If the legislation is approved and signed into law, borrowers like Klein could split their loans based on the initial proportion they contributed. Since her student loans were approximately 58% of the original obligation, she would only be liable for that amount.
Under the bill, the two new federal direct loans would have the same interest rates as the joint consolidation loan. Each borrower could also transfer eligible payments made on the joint loan to the Civil Service Loan Forgiveness Program, which clears civil servants’ balances after 10 years of payments and service.
That last perk is particularly appealing to Michelle Gladu, a social worker in Syracuse, NY, with $50,000 in student debt.

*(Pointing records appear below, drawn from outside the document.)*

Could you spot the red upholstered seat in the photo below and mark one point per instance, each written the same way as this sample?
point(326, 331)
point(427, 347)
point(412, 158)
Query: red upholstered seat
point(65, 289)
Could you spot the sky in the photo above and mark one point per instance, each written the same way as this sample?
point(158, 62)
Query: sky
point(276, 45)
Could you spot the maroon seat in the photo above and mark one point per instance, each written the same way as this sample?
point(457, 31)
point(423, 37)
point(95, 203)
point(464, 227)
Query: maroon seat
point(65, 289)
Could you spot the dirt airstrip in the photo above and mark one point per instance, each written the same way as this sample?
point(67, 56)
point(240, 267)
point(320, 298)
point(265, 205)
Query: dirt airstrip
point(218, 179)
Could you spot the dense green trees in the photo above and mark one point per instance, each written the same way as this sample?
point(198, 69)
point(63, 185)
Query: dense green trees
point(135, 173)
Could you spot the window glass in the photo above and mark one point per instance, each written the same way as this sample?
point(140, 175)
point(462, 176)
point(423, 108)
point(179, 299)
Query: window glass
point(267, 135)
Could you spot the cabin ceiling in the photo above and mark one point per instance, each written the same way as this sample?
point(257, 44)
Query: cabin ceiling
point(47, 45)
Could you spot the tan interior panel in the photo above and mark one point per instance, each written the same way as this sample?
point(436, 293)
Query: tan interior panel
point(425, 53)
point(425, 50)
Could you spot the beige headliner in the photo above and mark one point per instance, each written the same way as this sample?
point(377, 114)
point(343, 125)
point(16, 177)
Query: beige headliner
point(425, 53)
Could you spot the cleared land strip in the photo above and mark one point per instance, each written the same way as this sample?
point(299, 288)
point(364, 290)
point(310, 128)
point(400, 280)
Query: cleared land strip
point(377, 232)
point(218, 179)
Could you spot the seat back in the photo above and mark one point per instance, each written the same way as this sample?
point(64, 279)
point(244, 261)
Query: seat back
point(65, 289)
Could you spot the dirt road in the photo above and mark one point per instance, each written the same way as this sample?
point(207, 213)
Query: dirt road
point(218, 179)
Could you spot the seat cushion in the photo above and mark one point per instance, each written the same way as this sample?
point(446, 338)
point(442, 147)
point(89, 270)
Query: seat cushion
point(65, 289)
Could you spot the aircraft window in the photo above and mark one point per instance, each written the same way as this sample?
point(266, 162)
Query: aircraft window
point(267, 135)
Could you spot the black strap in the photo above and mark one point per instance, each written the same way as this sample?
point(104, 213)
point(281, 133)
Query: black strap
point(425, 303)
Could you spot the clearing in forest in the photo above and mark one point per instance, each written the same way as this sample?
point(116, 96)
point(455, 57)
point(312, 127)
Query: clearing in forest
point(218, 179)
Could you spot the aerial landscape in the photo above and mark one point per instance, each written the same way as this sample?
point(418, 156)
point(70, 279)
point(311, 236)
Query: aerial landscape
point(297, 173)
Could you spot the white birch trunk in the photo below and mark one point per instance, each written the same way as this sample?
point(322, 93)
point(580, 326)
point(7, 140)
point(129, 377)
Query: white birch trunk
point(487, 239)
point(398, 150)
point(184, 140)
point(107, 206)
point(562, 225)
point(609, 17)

Gladu, 55, discovered the limitations of spousal consolidation last year when she tried to take advantage of a temporary loan forgiveness program expansion.
Gladu had heard of people with loans from the former Federal Family Education Loan Program consolidating their debt to take advantage of a waiver temporarily expanding access to the Civil Service Loan Forgiveness Program. But she learned that she could not re-consolidate her joint loan to do the same.
“Being able to separate loans would mean I could ‘apply for the Public Service Loan Forgiveness Program’ or even the other recently announced Biden pardon,” said Gladu, who has worked in the public sector for more than 20 years. . “Not having that debt would be a big help as my husband and I get older.”